Difícil prever, no entanto, como será a vida da jovem harpia a partir de agora. Dois casos recentes ilustram a preocupação. “Em 2015, uma harpia foi atropelada por uma carreta na BR-101, no interior da Rebio de Sooretama. Mesmo após ser resgatada e receber cuidados médicos veterinários, a fêmea adulta de harpia infelizmente não resistiu e morreu”, narra Aureo.

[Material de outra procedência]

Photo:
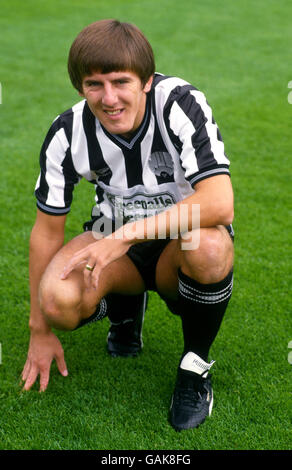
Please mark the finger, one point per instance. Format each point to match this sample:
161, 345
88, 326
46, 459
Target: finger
61, 364
44, 379
31, 378
25, 370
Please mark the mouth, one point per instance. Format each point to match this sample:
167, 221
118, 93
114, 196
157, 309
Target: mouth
114, 113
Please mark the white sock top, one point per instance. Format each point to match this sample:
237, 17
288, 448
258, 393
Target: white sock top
194, 363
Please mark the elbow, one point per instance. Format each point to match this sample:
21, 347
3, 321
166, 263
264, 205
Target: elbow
225, 215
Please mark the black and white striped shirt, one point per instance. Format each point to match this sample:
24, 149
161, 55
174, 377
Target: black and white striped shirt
177, 145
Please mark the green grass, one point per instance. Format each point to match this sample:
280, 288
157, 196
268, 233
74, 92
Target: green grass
239, 54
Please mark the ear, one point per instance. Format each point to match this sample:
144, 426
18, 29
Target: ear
148, 84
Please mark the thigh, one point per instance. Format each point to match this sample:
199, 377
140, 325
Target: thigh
121, 276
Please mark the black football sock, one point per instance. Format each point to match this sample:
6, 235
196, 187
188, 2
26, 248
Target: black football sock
100, 312
202, 307
124, 307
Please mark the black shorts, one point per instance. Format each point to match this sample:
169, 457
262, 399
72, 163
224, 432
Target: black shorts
145, 255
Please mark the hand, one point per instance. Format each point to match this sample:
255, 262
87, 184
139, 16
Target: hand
43, 348
97, 255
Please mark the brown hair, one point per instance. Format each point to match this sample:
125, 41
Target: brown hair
110, 46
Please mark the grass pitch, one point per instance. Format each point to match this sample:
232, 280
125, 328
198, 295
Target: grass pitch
238, 53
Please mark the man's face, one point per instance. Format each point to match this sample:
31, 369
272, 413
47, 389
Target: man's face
117, 99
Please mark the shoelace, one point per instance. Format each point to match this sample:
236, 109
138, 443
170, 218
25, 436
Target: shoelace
186, 394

Em 2017, prossegue, um ninho foi encontrado “coroando” um majestoso jequitibá-rosa, mas infelizmente morreu em 2019, assim como muitas outras grandes árvores, provavelmente devido à falta de água dos últimos anos. Em 2020, o casal de harpias tentou uma nova reprodução no jequitibá. A fêmea chocou o ovo sem a sombra da copa da árvore que protegia o ninho, o filhote nasceu, mas não também sobreviveu”.
Jailson de Souza

 O biólogo afirma que “a duras penas, as harpias têm resistido à alteração acelerada da paisagem, mas é preciso frear enquanto é tempo as ameaças contra essa e as outras espécies que se refugiam na reserva que foi criada na década de 1940 para ser a ‘Terra dos Animais da Floresta’ [como se traduz para o português a palavra indígena Sooretama], pois elas não poderão resistir por muito mais tempo a essa escalada de ameaças”.

Solução a oeste

O Estado e a ECO 101, salienta Aureo Banhos, “insistem em manter essa movimentada rodovia interestadual no coração dessa importante reserva e de sua Zona de Amortecimento”. A BR, rememora, foi construída no final da década de 1960 ao arrepio da legislação ambiental vigente na época, tornando-se “o principal vetor de impactos sobre a rica biodiversidade da região, devido ao uso e ocupação humana desenfreada dos solos, o que acentua os efeitos da seca, por concorrer pelos serviços ambientais prestados pela reserva, como a água usada para a manutenção da produção humana, mas que também é necessária para a manutenção da própria biodiversidade”.
A exaustão hídrica, avalia, pode ser a responsável por provocar a morte de árvores centenárias, que também são ameaçadas pela perda de biodiversidade, provocada pelas caçadas ilegais, atropelamentos – cerca de 20 mil por ano e 1 milhão desde que a rodovia começou a funcionar – poluição e outros efeitos nocivos da intensa movimentação de veículos e pessoas levadas pela rodovia.

Disputa política
A proposta de contorno a oeste é rejeitada pela ECO 101 – “eco” só no nome – e a Agência Nacional de Transporte Terrestre (ANTT), responsável pela fiscalização da concessão de vias à iniciativa privada. Mas tem recebido crescente adesão de parlamentares capixabas, como o deputado estadual Gandini (Cidadania) e o deputado federal Helder Salomão (PT).
Também na Câmara, Da Vitória (Cidadania), apesar de não declarar apoio ao contorno a oeste, tem sido uma das principais vozes contra a gestão feita pela ECO 101, que, passados oito anos, não cumpriu as cláusulas do contrato de concessão. No último dia sete de julho, o parlamentar ingressou com uma representação na Superintendência do Ministério Público Federal no Espírito Santo (MPF-ES) contra a concessionária

O pedido é para que o órgão instaure processo de investigação sobre “inadimplemento contratual” e “responsabilidade da concessionária pelos acidentes e mortes ocorridos [no trecho da BR-101 sob sua concessão]”, para que “seja declarada a caducidade e a consequente extinção do contrato”.
“Na rodovia BR-101 no Espírito Santo, a concessionária não consegue cumprir o contrato de duplicação no trecho norte. Enquanto isso, nós perdemos vidas. Foi protocolizado no MPF uma representação e agora o MPF vai apurar a responsabilidade sobre as mortes”, anunciou o parlamentar em suas redes sociais.

Da Vitória também impetrou pedido de audiência pública sobre o assunto na Câmara, que já recebeu aval da Comissão de Viação e Transportes.